Figure 5 is a perspective view of the LAT type while holding the soldering object; Figure 5 is a schematic plan view of shaking off excess solder melt;
The figure is a side view of a part of the solder melt when excess solder melt is shaken off. Drawing code (1) - Outer package to be soldered (2a) - Tank body (:3) - Half III melt (5) - Holding jig (7) - Holding jig moving device (8) - Half IJ, 1 rotation Device 0φ - Holding jig rotation motor 0υ - Half 111M rotation motor (20) - Jig rotation shaft (20a) - Upper shaft (20b
) - Lower shaft (24) - Expansion spring (25) ---
Press down state outside t5 (26) - Lowering member (yl - Vertical axis (2) - Solder bath (2b) - Heating and heat retention part (4) - Outer lead (6) - Holding jig moving device

Claims (5)

[Claims] (1) Place the solder package (1) holding the parts other than the outer leads (4) in the solder bath (2) with the solder melt (3).
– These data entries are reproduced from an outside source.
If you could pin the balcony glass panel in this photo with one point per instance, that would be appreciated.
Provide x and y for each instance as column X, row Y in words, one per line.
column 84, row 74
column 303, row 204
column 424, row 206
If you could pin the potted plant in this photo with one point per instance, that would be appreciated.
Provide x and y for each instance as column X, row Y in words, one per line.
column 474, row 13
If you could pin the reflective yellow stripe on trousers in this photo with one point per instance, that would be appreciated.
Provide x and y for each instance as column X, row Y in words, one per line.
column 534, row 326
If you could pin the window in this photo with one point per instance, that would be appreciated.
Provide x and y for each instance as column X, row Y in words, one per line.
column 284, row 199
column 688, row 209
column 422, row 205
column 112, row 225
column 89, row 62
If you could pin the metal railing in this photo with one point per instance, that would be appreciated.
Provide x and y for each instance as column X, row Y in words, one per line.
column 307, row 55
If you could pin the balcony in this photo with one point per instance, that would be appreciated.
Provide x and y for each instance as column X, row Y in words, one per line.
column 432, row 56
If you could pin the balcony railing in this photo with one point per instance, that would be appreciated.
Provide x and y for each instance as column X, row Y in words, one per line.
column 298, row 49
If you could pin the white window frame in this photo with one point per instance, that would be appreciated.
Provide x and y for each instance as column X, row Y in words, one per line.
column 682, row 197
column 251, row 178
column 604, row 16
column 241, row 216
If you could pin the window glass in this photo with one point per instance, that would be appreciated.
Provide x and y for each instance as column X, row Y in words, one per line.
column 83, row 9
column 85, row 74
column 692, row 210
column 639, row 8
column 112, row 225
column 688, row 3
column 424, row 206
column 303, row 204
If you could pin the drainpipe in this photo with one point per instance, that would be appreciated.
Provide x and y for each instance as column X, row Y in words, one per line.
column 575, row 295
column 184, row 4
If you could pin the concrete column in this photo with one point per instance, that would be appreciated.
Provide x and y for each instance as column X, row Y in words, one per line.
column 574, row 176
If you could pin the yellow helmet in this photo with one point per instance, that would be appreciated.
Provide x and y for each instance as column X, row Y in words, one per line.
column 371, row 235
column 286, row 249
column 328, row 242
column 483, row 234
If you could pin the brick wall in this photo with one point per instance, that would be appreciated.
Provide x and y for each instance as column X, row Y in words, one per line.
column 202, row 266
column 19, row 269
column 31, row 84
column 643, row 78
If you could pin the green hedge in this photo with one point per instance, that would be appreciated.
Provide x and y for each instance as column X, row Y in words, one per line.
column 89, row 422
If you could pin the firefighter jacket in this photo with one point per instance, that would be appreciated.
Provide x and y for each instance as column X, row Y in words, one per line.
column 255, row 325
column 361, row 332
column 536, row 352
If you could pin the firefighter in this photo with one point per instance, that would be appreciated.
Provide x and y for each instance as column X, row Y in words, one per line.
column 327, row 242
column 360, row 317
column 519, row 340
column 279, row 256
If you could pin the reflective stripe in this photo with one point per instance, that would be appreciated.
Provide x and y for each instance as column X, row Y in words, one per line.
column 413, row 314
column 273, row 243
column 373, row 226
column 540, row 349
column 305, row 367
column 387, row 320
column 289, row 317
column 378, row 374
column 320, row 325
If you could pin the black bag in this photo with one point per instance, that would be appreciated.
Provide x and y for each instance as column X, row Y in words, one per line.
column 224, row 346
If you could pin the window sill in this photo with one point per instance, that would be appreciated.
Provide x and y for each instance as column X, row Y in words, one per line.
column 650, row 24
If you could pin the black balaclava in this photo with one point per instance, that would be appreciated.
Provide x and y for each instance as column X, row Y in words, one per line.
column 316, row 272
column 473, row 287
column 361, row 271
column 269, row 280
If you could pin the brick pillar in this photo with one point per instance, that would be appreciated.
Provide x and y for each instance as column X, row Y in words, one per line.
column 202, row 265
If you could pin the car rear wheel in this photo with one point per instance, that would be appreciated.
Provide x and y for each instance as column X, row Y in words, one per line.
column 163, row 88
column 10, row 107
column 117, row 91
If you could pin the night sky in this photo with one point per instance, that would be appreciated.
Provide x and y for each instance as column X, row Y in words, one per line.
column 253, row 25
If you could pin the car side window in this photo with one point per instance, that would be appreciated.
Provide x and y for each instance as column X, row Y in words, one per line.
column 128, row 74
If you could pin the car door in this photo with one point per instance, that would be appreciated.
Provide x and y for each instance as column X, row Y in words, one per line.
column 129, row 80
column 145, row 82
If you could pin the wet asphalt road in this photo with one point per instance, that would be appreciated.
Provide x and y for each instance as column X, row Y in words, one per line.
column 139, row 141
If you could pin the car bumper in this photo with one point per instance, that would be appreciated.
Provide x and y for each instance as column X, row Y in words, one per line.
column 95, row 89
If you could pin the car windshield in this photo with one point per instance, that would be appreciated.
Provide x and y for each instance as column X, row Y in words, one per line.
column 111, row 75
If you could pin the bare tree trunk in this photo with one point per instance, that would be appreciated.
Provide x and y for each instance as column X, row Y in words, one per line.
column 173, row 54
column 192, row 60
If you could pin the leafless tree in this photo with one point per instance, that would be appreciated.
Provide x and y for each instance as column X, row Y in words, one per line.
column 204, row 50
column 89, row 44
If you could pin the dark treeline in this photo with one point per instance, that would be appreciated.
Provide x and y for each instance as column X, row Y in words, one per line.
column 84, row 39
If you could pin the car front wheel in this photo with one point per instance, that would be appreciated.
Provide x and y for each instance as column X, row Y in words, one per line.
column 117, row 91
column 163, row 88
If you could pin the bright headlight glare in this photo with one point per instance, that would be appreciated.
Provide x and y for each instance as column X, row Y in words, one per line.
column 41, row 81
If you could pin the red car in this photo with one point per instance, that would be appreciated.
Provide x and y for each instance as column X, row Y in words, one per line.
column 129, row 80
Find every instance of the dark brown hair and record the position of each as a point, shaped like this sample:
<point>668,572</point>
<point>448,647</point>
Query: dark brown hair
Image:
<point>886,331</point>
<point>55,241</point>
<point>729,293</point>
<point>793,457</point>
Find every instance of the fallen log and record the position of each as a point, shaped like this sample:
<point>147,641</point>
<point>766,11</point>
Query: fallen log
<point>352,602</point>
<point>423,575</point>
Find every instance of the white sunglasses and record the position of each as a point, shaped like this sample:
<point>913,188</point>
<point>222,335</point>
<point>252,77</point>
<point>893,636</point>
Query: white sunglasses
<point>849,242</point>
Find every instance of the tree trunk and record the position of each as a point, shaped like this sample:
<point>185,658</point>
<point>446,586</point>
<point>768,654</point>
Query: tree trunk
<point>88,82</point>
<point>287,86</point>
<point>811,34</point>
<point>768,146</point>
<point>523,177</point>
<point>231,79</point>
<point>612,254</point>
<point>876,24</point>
) and apply solder melt to the outer lead (4).
3) and pulled out from the solder melt (3), the solder package (1) is rotated around the vertical axis (Y) of the solder tank (2), and the adhered solder is removed by centrifugal force. Shake off the excess of the molten liquid (3) and make it thin and uniform, and immediately solidify it in that state to form a thin and uniform solder film, and then transfer the solder package (1) to the solder bath (2). Solder packaging method that takes it out. (2) a solder tank (2) containing a solder melt (3); a holding jig (5) for holding the soldering object (1) at a portion other than its outer lead (4); and the solder tank (2), a holding jig moving device (6) that attaches the solder melt (3) to the outer lead (4), and a holding jig moving device (6) that attaches the solder melt (3) to the outer lead (4), and centrifuges the excess solder melt (3) attached to the outer lead (4). Holding jig rotation device that uses force to shake off thinly and uniformly (
7) A solder sheathing device comprising: (3) Non-rotating solder tank (2) containing molten solder (3)
) and the outer package (1) to be soldered to its outer lead (4).
A holding jig (5) that is held at other parts, and a holding jig moving device (6) that moves up and down in order to attach the solder melt (3) to the outer lead (4) in the solder bath (2). ) and excess solder melt (3) adhering to the outer lead (4).
This solder sheathing device is equipped with a holding jig rotation device (7) that uses centrifugal force to shake off the solder to make it thin and uniform. (4) Rotating type solder tank (2) in which the solder melt (3) rises along the inner peripheral surface by rotating around the vertical axis (y) of the tank
and a holding jig (5) for holding the soldering object (1) at a portion other than the outer lead (4); A holding jig moving device (6) that moves laterally outward and inward in order to attach the liquid (3), and excess solder melt (3) adhering to the outer lead (4).
This solder sheathing device is equipped with a holding jig rotation device (7) that uses centrifugal force to shake off the solder to make it thin and uniform. (5) The solder sheathing device according to claim (2), (3) or (4), wherein the rotation speed of the holding jig rotation device (7) is adjustable.